16/01/2021
AFINITI, an artificial intelligence company, is based in Washington DC, but is rooted in Pakistan through its founder and CEO Zia Chishti.
Founded in 2006, Afiniti uses AI to help companies become efficient. They pair customers with employees by predicting interpersonal behaviour. The company recently came into the spotlight after it filed for an IPO. Previously, it lay low; instead of PR, it amassed customers.
According to VentureBeat, Afiniti is valued at $1.6 billion. When VentureBeat spoke to Chishti, he said he couldn't comment on the company's financials.

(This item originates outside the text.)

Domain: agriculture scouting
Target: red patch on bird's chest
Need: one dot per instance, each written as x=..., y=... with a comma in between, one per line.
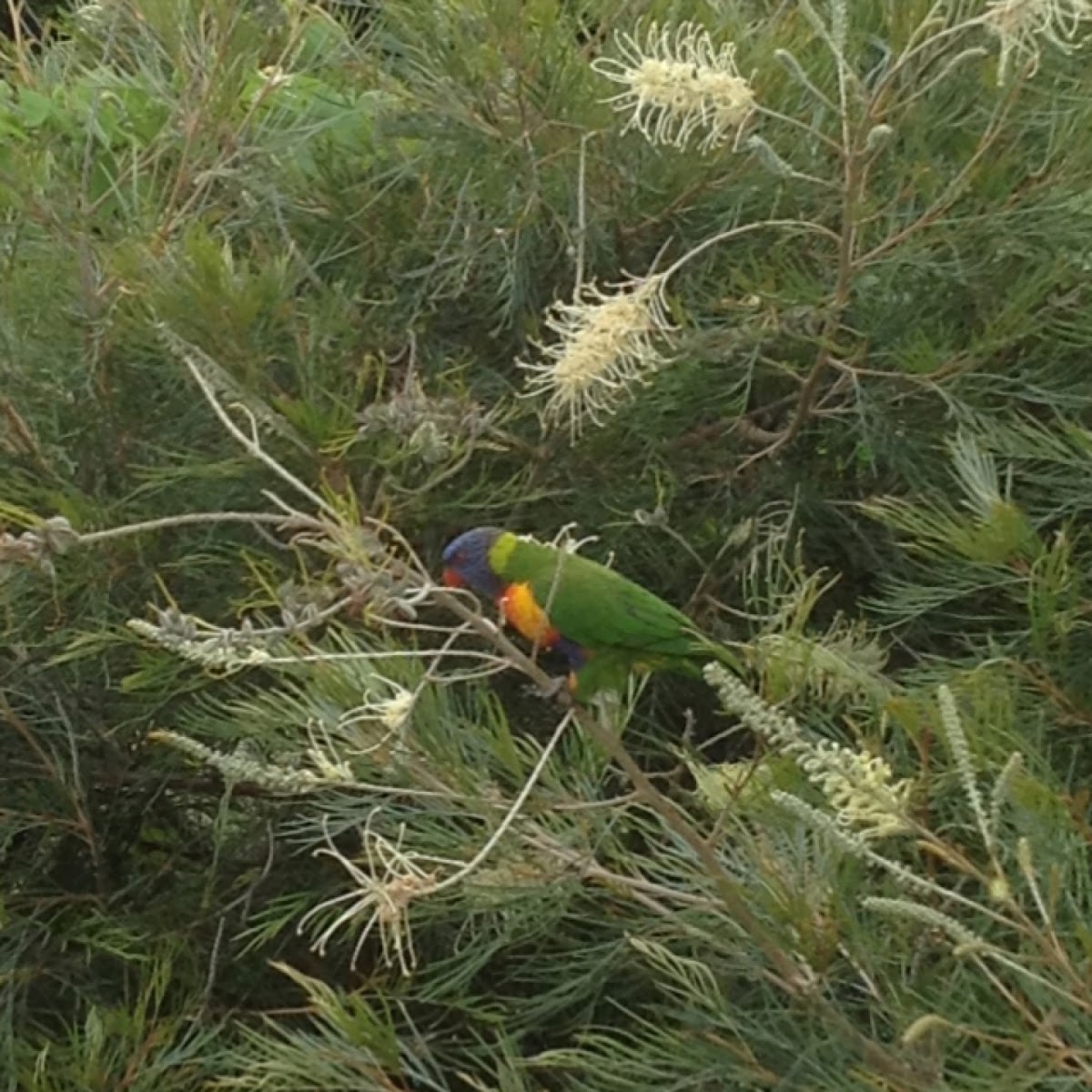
x=522, y=612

Chishti is an accomplished entrepreneur. He was previously co-founder and CEO of Align Technology, a company which is currently valued at almost $10 billion.
Afiniti's board features veterans in the field. Chishti has gathered names like former Verizon chairman and CEO Ivan Seidenfeld, former US Treasury secretary John Snow, and fomer Spanish prime minister José Maria Aznar. The company has also raised more than $100 million in funding.
Afiniti claims companies that use their technology for revenue generation see an average revenue lift of four to six per cent. Afiniti's confidence in their claims can be seen from the fact that they operate on margins – instead of paying a fixed fee, clients pay a percentage of additional revenue they make through Afiniti.
According to Afiniti's website, T-Mobile has earned an additional $70 million in funding by using Afiniti's pairing technology.
To make its pairings, Afiniti uses information from up to 100 databases. These databases include information such as income, demography and informational from social networks. So, when a customer calls into a call centre, their phone number is run through these databases. The call is then transferred to an agent who is determined to be most effective to handle calls from the customer with those characteristics.
“It’s a little overwhelming, sometimes scary, to know how much information can be accumulated about you,” said Larry Babbio, an Afiniti board member while speaking to THE WALL STREET JOURNAL. But, he added, the trade-off is a better consumer experience.